Work begins on downhill trail at ski area as other spots open

Poncho leads the way for Christine Pietras on Thursday on a trail on Emerald Mountain. A work session is scheduled for Sunday to help open those Emerald trails still closed, while Steamboat Ski Area is set to open eight of its trails today.
Joel Reichenberger

— An endless spring is finally loosening its grip on the hiking and mountain biking trails across Steamboat Springs, a process that stands to take a huge step Friday when Steamboat Ski Area opens the first stages of its trail system to riders and hikers.

Six trails in the ski mountain’s network will be opened starting at 10 a.m. Friday, joining many other trails in town that have just recently dried out enough to be accessed.

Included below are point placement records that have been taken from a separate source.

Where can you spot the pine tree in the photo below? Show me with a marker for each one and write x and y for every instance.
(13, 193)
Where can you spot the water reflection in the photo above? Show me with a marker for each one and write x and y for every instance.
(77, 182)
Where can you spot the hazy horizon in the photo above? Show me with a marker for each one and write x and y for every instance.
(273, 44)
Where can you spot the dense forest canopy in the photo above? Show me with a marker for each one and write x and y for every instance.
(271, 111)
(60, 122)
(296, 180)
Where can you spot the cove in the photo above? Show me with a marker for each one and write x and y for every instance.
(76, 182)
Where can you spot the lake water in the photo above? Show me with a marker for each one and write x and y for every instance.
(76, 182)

The ski area also said Thursday that work has started on portions of the downhill mountain bike park, the first trail of which could be open in fall.

“We have the master plan back, and it has been approved,” ski area spokeswoman Loryn Kasten said.

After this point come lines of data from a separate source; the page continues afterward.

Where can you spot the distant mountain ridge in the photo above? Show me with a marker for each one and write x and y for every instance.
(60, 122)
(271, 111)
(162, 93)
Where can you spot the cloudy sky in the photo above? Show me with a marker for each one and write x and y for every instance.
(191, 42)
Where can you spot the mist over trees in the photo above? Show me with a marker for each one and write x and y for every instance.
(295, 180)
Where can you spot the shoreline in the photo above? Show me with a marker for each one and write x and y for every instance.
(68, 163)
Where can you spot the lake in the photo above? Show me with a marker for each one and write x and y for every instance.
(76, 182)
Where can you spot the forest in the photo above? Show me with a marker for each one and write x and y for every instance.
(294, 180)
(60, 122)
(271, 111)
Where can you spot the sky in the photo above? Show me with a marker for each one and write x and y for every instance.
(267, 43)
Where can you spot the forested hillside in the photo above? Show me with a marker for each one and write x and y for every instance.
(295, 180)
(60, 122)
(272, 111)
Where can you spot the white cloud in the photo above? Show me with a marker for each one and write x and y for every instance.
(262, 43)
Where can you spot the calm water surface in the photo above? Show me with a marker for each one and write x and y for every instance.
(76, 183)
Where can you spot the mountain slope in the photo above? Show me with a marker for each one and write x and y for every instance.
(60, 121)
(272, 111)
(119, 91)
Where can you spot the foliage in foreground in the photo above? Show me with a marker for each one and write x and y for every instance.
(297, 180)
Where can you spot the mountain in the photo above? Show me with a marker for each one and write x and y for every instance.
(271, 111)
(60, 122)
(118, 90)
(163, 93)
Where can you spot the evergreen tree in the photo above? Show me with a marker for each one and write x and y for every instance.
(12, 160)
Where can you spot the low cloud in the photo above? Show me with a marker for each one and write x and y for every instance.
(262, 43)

Kasten said the brunt of the work on the first planned downhill trail couldn’t begin until after a 45-day waiting period imposed by the U.S. Forest Service. That window was implemented after the governing body approved the ski area’s trails master plan June 10.

Kasten said Gravity Logic, the Whistler, British Columbia-based company tapped to design Steamboat’s trails, has had representatives in town several times recently and hopes to begin work on the trail, mostly on public ground, within five days of the end of the 45-day period, so likely in the third week of July.

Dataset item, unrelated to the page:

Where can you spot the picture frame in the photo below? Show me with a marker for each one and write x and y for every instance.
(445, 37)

“There’s plenty that can be done up until then,” she said. “Gravity Logic has been in town flagging the trail, and our mountain crews are starting work on the ski-resort-owned land, building a connecting trail, working from the base area up to the Forest Service land so when we get that approval, half the battle’s done.”

More area trails opening

Starting this weekend, there will be plenty in town to keep cyclists busy.

Creekside, Duster, Zig Zag, Valley View, Huffman’s, Yoo Hoo, Sitz and Spur Run are all slated to be available at the mountain and accessible via the gondola.

The remnants of a May landslide have the Thunderhead hiking trail closed and temporarily diverted onto Why Not Road until a detour is created.

Elsewhere in town, trails continue to open.

Much of the trail complex on Emerald Mountain is open and dry, though work continues on several trails, including Blair Witch, Forest Loop and Prayer Flag Field.

Partly to blame for the slow start to the season in those areas is last year’s mountain pine beetle tree mitigation.

“There are no trees there to absorb the water,” Routt County Riders trail coordinator Gretchen Sehler said. “The water is running right down through where the machines ran to cut down the trees.”

A trail workday on Emerald to work to get the rest of the routes open is set for 9 a.m. Sunday. Sehler said about 10 people are needed, and workers can call 970-819-1565 for more information.

City of Steamboat Springs Parks, Open Space and Recreational Services Department supervisor Craig Robinson said that Spring Creek Trail was open all the way but that areas still were frequently getting doused by the intermittent overflow of the creek and that users should avoid treading through.

“We just ask them to use their best judgment,” he said. “Please turn around at muddy or wet spots.”